El 10 de agosto de 1876 varios hombres atravesaron el río Bravo en sus caballos. Iban armados con rifles y pistolas. Los encabezaban Rodolfo Espronceda y Segundo Garza. Cayeron de súbito sobre Río Grande City, entraron en la ciudad al galope y disparando sus armas, sometieron a los guardianes de la cárcel municipal y pusieron en libertad a dos mexicanos que se encontraban presos ahí. Luego, sin que nadie pudiera detenerlos, regresaron a México lanzando gritos de alegría, vivas a la Nación y estrepitosas maldiciones a los gringos.
Hubo una violenta reacción en Washington por el incidente, y otra vez creció la tensión entre los dos países. Pero don Porfirio Díaz, que bien sabía defender la integridad nacional, no era borracho que comiera lumbre. Así, se apresuró a calmar la indignación de los norteamericanos. Para eso hizo que el general Treviño, encargado de las fuerzas fronterizas, persiguiera a los “bandoleros” e invitara al general americano Ord a acompañarlo -él solo- en la persecución, que por cierto no rindió fruto ninguno, pues los triunfantes invasores desaparecieron en las inmensas llanuras del norte.
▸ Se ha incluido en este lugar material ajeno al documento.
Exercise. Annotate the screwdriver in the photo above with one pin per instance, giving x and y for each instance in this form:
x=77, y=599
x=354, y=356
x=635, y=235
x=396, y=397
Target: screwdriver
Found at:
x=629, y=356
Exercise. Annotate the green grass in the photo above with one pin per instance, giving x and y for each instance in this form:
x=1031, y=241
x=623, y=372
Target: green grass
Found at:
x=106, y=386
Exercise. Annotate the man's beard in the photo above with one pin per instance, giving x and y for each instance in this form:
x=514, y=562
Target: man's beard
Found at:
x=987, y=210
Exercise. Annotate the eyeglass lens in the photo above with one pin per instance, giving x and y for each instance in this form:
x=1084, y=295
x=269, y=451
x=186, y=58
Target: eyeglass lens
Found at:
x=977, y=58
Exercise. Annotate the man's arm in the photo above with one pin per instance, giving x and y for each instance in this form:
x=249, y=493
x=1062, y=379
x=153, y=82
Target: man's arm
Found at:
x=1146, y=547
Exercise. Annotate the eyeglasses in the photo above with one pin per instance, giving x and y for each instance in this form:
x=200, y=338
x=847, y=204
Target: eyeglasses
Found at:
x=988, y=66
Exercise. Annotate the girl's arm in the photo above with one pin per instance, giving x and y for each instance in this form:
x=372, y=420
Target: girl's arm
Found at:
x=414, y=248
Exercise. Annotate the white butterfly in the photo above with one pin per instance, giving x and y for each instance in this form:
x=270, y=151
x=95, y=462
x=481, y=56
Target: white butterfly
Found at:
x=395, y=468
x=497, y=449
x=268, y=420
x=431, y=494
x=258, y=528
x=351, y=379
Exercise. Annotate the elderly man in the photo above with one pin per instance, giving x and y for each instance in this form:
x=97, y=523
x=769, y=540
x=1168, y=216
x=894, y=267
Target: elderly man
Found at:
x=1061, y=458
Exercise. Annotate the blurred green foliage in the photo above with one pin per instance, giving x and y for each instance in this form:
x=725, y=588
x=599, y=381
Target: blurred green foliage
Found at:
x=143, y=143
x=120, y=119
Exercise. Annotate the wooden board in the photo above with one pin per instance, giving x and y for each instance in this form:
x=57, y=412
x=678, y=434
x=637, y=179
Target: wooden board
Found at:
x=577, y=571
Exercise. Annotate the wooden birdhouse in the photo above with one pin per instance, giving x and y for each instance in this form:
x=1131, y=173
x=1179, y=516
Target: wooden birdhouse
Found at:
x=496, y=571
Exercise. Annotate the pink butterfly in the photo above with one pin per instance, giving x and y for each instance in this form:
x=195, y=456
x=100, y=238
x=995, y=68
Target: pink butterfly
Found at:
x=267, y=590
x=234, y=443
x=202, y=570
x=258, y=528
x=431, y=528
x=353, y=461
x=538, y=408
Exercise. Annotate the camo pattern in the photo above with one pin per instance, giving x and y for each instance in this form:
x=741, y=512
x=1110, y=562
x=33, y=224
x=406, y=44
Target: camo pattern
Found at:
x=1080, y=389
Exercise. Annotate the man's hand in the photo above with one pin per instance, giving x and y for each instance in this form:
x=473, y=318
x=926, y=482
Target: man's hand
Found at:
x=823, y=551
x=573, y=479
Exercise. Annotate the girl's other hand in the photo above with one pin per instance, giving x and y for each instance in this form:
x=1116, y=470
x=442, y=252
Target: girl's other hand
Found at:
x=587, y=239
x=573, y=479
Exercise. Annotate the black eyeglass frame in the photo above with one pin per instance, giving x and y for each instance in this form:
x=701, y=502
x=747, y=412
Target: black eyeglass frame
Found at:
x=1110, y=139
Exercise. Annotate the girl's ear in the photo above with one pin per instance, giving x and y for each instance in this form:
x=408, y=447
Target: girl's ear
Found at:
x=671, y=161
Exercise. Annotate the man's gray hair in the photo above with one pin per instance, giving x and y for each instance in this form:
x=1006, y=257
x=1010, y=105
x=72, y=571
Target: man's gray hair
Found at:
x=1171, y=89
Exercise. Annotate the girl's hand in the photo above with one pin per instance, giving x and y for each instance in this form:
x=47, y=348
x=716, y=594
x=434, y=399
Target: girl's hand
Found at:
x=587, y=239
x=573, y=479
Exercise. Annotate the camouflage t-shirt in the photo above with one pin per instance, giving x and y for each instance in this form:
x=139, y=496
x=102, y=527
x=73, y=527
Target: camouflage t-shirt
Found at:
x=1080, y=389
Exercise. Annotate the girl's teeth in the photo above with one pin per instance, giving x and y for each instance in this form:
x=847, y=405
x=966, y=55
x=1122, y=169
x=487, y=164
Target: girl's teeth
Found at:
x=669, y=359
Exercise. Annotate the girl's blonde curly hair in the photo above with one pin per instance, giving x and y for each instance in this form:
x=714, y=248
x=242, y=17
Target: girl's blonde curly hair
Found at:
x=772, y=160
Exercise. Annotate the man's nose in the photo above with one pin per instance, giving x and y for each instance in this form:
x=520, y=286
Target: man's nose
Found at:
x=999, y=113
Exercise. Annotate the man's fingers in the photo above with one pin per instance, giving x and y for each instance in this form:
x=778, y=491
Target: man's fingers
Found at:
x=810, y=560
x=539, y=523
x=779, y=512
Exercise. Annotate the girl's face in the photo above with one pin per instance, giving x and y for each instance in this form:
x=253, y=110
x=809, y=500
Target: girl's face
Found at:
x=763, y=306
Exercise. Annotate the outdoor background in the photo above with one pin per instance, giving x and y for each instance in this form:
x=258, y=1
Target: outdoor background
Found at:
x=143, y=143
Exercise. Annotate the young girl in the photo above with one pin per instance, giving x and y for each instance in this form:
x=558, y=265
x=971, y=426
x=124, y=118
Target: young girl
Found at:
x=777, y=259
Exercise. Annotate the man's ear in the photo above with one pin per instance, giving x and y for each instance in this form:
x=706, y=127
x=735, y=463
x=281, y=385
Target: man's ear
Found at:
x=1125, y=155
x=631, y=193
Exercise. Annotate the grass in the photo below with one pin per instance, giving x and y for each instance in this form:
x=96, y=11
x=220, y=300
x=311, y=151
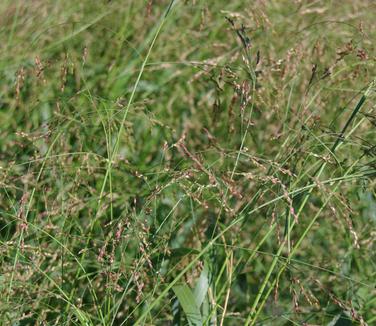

Leamos a un historiador que habla del estado de cosas en aquel tiempo:
“…La vida de las familias, a decir verdad, era pacífica, cristiana y tranquila; pero, conste bien: no por el liberalismo, sino a pesar del liberalismo. Eran los restos grandiosos de tres siglos de profunda cristiandad. La ley del divorcio se había quedado escrita y no tuvo más resultado que dar gusto a sus autores originales de allende el Bravo. Los mismos liberales y el propio Juárez, tratándose de sus hijas, decían que el solo matrimonio civil era contrato de mancebía. La fidelidad y honestidad era el perfume del hogar y éste era el centro de reunión de toda la familia y no sólo un comedor y dormitorio como pasa en la actualidad. Las diversiones era moderadas, los espectáculos públicos se reservaban, por vía de buen descanso, para el domingo, y francamente, nos contentábamos con poco.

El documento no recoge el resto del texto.